Через несколько лет из него получился отличный хозяин. Землевладельцы провинции давно привыкли обращаться к Димитрию за советом и следовать во всем его примеру. Счетная книга, которую он положил на столик против мачехи, состояла из трех порядочных свитков. Подведенные в ней итоги красноречиво доказывали, что молодой человек сумел удвоить доходы обширного поместья. Он имел полное право требовать неограниченной свободы в управлении хозяйством, как совершенно независимый человек.
Бессодержательный разговор с мачехой скоро надоел ему. Димитрий развернул счетную книгу и откровенно сказал, что у него едва достанет времени переговорить о серьезных делах. С этой целью молодой человек передал через Марка, что не может принять предложение мачехи. Теперь он хотел окончательно решить вопрос: продолжать ли ему заниматься хозяйством в общем имении, или ограничиться своим небольшим поместьем.

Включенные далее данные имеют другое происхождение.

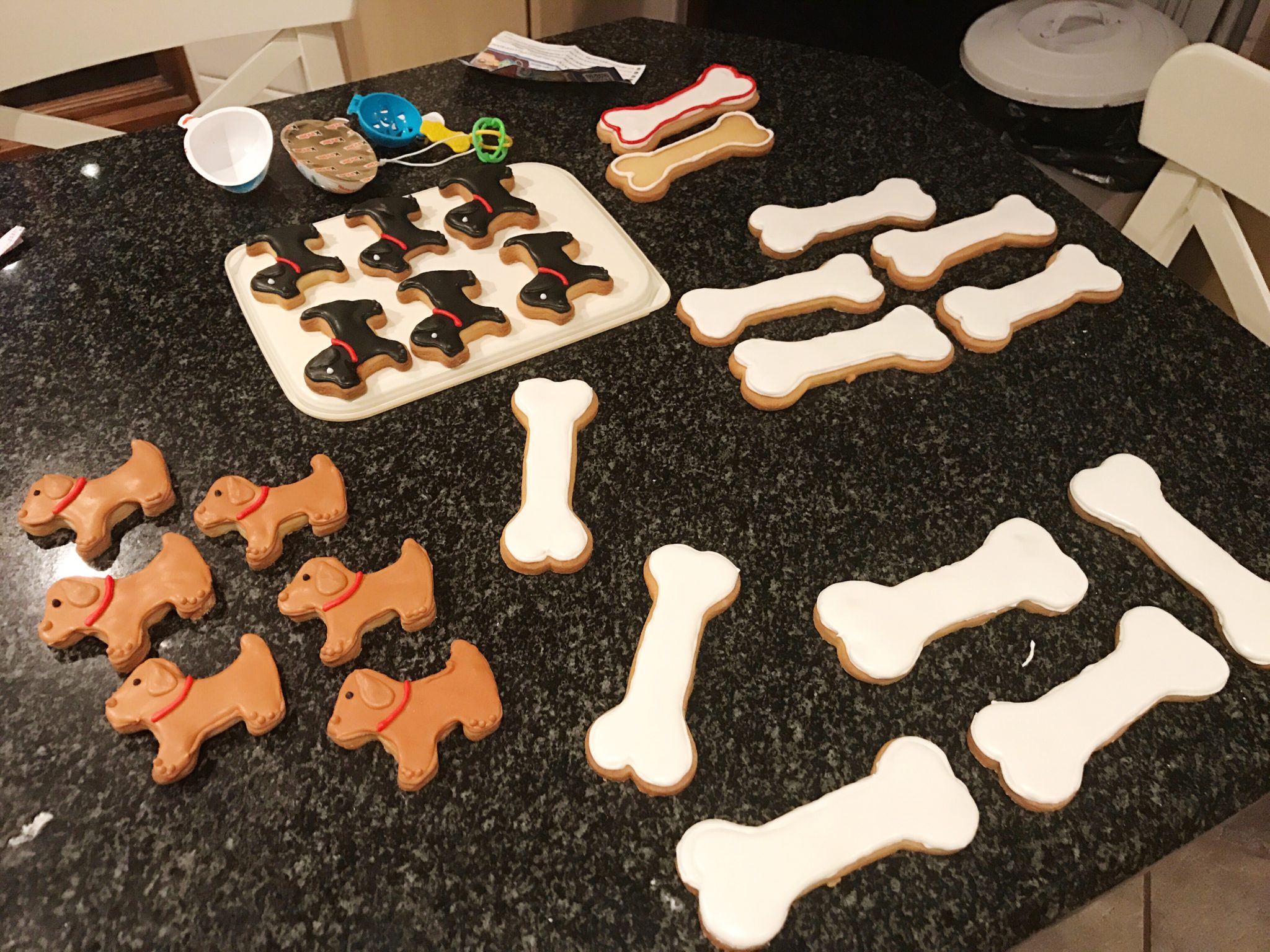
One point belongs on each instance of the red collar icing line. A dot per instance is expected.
(70, 496)
(346, 594)
(164, 711)
(395, 711)
(107, 594)
(254, 505)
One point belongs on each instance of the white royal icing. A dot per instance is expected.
(647, 731)
(884, 627)
(920, 254)
(634, 126)
(778, 368)
(1042, 746)
(990, 314)
(546, 526)
(790, 230)
(718, 314)
(747, 878)
(1124, 491)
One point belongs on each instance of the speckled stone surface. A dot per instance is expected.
(120, 323)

Если Мария будет настаивать на прежнем требовании, то Димитрий сложит с себя полномочия, хотя все-таки с полной готовностью познакомит нового управляющего, который займет его место, с необходимыми условиями успешного хозяйствования в их имении. Это его последнее слово, однако ради Марка он не желает совершенно расходиться с мачехой.
Димитрий говорил серьезно и хладнокровно, но в его тоне ясно проглядывала горечь. Это не ускользнуло от внимания Марии. Отвечая пасынку, она заметила, что личная неприязнь, которую питал к ней Димитрий, пожалуй, была здесь главной причиной их размолвки.
— Я многим обязана твоему трудолюбию и с удовольствием выражаю свою признательность, — добавила мачеха. — За имение в Киренаике, как тебе известно, было заплачено наполовину моими собственными деньгами, принесенными мной в приданое, наполовину деньгами твоего отца, и потому эти земли принадлежат вам обоим — тебе и Марку. Однако отец в духовном завещании предоставил их в мое полное распоряжение. Несмотря на твои молодые годы, после его смерти я передала тебе управление этой собственностью в память покойного мужа. Пока ты вел хозяйство, доходы с него значительно увеличились. Я уверена, что ты способен достигнуть еще более высоких результатов, но мне необходимо во многом изменить прежние порядки, хотя бы это привело к денежным потерям. Я христианка, — воскликнула Мария, — я всей душой предана своей религии! Вся моя жизнь, все стремления посвящены Господу. Что мне в том пользы, если я приобрету все сокровища мира, а душе своей нанесу вред? Между тем моя душа непременно погибнет, если я буду обогащаться трудами языческих земледельцев и рабов, поэтому я пришла к твердому решению, чтобы люди, работающие на нашей земле, или приняли христианство, или оставили нас.